I’m having trouble with my Wit.ai speech recognition implementation in Python. The API call seems to work but I’m getting an empty response with no recognized text.
from wit import Wit
audio_client = Wit("MY_ACCESS_TOKEN")
with open('recording.mp3', 'rb') as audio_file:
result = audio_client.speech(audio_file, {'Content-Type': 'audio/wav'})
print('Response received: ' + str(result))
The output I get is: {'entities': {}, 'intents': [], 'text': '', 'traits': {}} - notice how the text field is completely empty. What could be causing this issue? Is there a problem with my audio file format or the way I’m making the API request?

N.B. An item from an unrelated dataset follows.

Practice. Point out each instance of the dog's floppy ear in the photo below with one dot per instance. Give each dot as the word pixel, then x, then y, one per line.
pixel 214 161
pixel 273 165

Hit this same issue with a transcription service last year. Yeah, check the content-type like others said, but also look at your audio file’s sample rate and bit depth. Wit.ai works best with 16-bit PCM at 8kHz or 16kHz. File encoding tripped me up too. Just because it says mp3 or wav doesn’t mean that’s what it actually is. Open the file in a media player first - make sure it plays normally. Also check the file size in bytes before sending. I’ve seen files that looked fine but were corrupted or cut off during recording. Wit.ai gets empty audio data and can’t do anything with it.
yeah sounds like ur audio format’s messed up. uploading mp3 but saying it’s wav in content-type. just change that to ‘audio/mpeg’ or convert it to wav. good luck, hope it helps!
Had this exact issue a few months back building a voice assistant prototype. You’ve got a content type mismatch like Mandy said.
But Wit.ai’s also picky about audio quality. I’ve seen it return empty text when audio’s too quiet or has background noise.
Try this:
with open('recording.mp3', 'rb') as audio_file:
result = audio_client.speech(audio_file, {'Content-Type': 'audio/mpeg'})
Doesn’t work? Convert to WAV first. I use FFmpeg:
ffmpeg -i recording.mp3 recording.wav
Then use ‘audio/wav’ as content type.
Check your file duration too. Wit.ai limits files to 20 seconds and 5MB. Longer or bigger files will break.
One more thing - make sure your access token has speech recognition permissions. I’ve debugged cases where tokens were only set up for text processing.